CVE-2024-24577: 
Git vulnerability analysis and mitigation

CVE-2024-24577 affects libgit2, a portable C implementation of the Git core methods provided as a linkable library. The vulnerability was discovered by researchers at Amazon AWS and disclosed in February 2024. The affected versions include libgit2 versions prior to 1.6.5 and 1.7.2 (GitHub Release 1.6.5, GitHub Release 1.7.2).

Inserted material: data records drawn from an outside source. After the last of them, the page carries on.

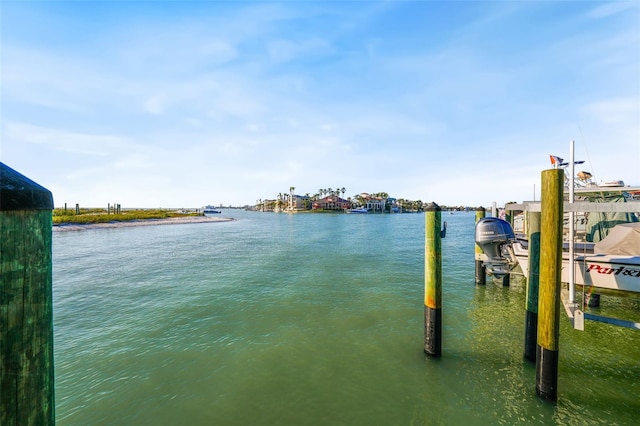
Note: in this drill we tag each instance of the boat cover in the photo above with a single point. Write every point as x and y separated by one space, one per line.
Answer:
622 240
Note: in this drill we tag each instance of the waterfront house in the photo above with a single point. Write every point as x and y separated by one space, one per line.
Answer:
299 202
331 203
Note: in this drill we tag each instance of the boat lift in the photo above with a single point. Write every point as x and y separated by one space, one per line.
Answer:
572 308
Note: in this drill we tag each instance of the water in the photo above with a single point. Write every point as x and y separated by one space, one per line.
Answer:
309 319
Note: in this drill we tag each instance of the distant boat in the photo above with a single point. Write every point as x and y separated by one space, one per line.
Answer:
358 210
210 210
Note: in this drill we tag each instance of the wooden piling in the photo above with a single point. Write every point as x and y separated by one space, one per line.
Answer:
549 291
533 284
26 309
433 281
481 273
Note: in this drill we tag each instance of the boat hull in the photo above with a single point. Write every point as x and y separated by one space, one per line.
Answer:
611 272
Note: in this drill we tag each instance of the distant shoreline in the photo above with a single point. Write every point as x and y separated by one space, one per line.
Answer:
65 227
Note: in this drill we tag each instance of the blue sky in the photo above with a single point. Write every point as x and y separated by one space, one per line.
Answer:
182 104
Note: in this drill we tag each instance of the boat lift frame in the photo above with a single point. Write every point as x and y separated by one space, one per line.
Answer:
576 315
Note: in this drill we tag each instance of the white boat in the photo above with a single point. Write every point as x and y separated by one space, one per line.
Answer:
210 210
612 263
359 210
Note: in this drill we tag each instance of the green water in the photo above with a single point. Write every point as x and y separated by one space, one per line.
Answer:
310 319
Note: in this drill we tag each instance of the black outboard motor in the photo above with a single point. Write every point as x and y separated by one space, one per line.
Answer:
494 236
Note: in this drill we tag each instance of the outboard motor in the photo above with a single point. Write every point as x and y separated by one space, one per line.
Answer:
494 236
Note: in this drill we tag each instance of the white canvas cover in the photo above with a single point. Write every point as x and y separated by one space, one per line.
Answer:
623 240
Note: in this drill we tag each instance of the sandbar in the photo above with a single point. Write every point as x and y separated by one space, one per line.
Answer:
144 222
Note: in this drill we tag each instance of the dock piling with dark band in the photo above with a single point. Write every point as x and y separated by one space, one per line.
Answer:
433 281
26 309
549 291
533 280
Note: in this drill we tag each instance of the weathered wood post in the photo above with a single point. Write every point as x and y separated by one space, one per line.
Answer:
549 293
432 281
533 285
26 310
481 273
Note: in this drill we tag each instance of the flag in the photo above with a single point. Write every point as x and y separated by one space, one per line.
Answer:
556 161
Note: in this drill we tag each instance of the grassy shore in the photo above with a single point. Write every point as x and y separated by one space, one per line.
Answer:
93 216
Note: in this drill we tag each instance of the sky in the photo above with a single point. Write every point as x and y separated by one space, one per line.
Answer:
188 103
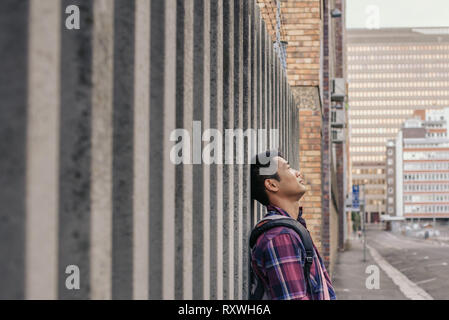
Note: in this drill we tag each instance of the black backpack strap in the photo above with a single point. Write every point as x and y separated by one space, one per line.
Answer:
303 233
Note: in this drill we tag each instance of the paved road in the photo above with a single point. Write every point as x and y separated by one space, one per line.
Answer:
424 262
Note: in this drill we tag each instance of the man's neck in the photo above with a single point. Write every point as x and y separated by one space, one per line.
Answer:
291 207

The vulnerability exists in the has_dir_name function in src/libgit2/index.c, which incorrectly frees an entry that should not be freed. The freed entry is later used and overwritten with potentially bad actor-controlled data, leading to controlled heap corruption. The issue is triggered when two consecutive calls to git_index_add are made with a filename that starts with a '/' character. To control the heap corruption, an attacker must be able to control the ctime field of the git_index_entry data structure (GitHub Advisory).

The vulnerability has been assigned a CVSS 3.1 base score of 9.8 (Critical), with high impacts on confidentiality, integrity, and availability. Depending on the application that uses libgit2, successful exploitation could lead to arbitrary code execution (Ubuntu Security).

The vulnerability has been patched in libgit2 versions 1.6.5 and 1.7.2. Users are strongly recommended to upgrade to these versions. As a workaround, users can prevent paths beginning with '/' from being provided to git_index_add (GitHub Advisory).